FIRENZE.Nel 2009 cadono i quattrocento anni delle grandi scoperte galileiane che avrebbero cambiato il nostro modo di stare al mondo e di osservare l'universo, gettando con la certezza di un nuovo panorama celeste il seme del dubbio.
L'invenzione del telescopio permise infatti a Galileo di scoprire, e studiare, fenomeni e zone fino ad allora impensabili come i quattro satelliti di Giove, l'anello di Saturno, la rotazione del sole intorno al suo asse, le fasi di Venere.
Tutte scoperte che sarebbero confluite nel fondamentale testo "Sidereus Nuntius" ("Messaggero celeste") che avrebbe posto le basi scientifiche dell'era moderna e che dà il titolo al progetto europeo realizzato come antipasto delle celebrazioni galileiane che avranno il loro clou giusto nel 2009.
L'evento conclusivo di questo gustosissimo assaggio promosso dalla Regione toscana, dal comune e dalla provincia di Pisa e dal Cinema Teatro Lux in collaborazione con Fabbrica Europa si chiama "Ipse dixit" e si consuma a Pisa il 22 e 23 giugno fra i luoghi più belli e canonici della città, inanellando una serie di appuntamenti all'insegna dell'arte e della multimedialità, della scienza e della fede, della fantasia e del calcolo.

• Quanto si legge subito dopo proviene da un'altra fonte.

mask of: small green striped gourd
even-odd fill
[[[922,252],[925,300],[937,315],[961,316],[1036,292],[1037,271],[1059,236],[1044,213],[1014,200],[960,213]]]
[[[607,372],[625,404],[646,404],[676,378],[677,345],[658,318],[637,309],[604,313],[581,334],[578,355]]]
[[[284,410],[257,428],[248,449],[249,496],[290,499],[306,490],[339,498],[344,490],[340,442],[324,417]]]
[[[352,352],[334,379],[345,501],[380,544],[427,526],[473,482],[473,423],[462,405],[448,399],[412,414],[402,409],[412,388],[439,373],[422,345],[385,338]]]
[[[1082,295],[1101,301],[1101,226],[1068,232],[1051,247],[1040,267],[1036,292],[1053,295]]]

«Pisa con Firenze e Padova - ha ricordato l'assessore regionale Mariella Zoppi nel presentare l'iniziativa - è il luogo simbolo della vita e dell'opera di Galileo ed è importante per la città iniziare a vivere già da adesso un clima di festa di attesa in vista della scandenza del 2009 perchè il patrimonio galileiano continui a assere un punto di riferimento per le nuove generazioni».
Durante le due serate di "Ipse dixit" Pisa sarà trasformata in una vero ipertesto che smista tutta una serie di collegamenti e intrecci tra vari percorsi, ludici, scientifici, spettacolari, performance e giochi, reali e virtuali, azioni sceniche e installazioni, all'interno del quale i visitatori/partecipanti potranno scegliere l'ora e la porta di accesso, i luoghi e le azioni cui assistere, gli itinerari da percorrere.
Artisti e studiosi di formazioni e discipline diverse provenienti, oltre che dall'Italia, da Romania, Croazia, Spagna, Polonia, hanno lavorato al progetto, guidati dalla passione per le nuove tecnologie e dalla curiosità di esplorare le nuove frontiere del digitale applicato ai linguaggi e alla creazione artistica.
Così a fare da apripista saranno le "Costellazioni" del croato Boris Bakal, una sorta di caccia al tesoro nella quale i visitatori viaggiatori, muovendosi in maniera autonoma o con l'aiuto di un wireless, sulle tracce di testimonianze, indizi e riflessi storici e immaginari della vita di Galileo, conosceranno angoli e prospettive inedite della città e si immergeranno in una storia di cui a poco a poco si scopriranno attori autori.
Ci saranno poi video installazioni ("Ad invisibilia" a cura di Giacomo Verde) e percorsi sensoriali ("La favola del sono" di Giovanni Canale) ispirate alla vita e alle scoperte di Galileo disseminate nel centro storico più alcune performance che avranno per palcoscenico Piazza dei Miracoli, il Camposanto monumentale, il camminamento lungo le mura della Torre di Santa Maria, il Battistero ("Siderisvox" a cura da Leonello Tarabella) e la Cattedrale dove ha luogo "Eppur si muove", azione istruita da Paolo Pierazzini che coordina l'intero programma completato da "Le leggi della gravità", studio della compagnia I sacchi di Sabbia di Giovanni Guerrieri, e un evento musical performativo ("Virgo Ma 49-100/04") presso il Museo del calcolo a cura di Isabel Preuilh. Info www.sidereusnuncius.net (g.r.)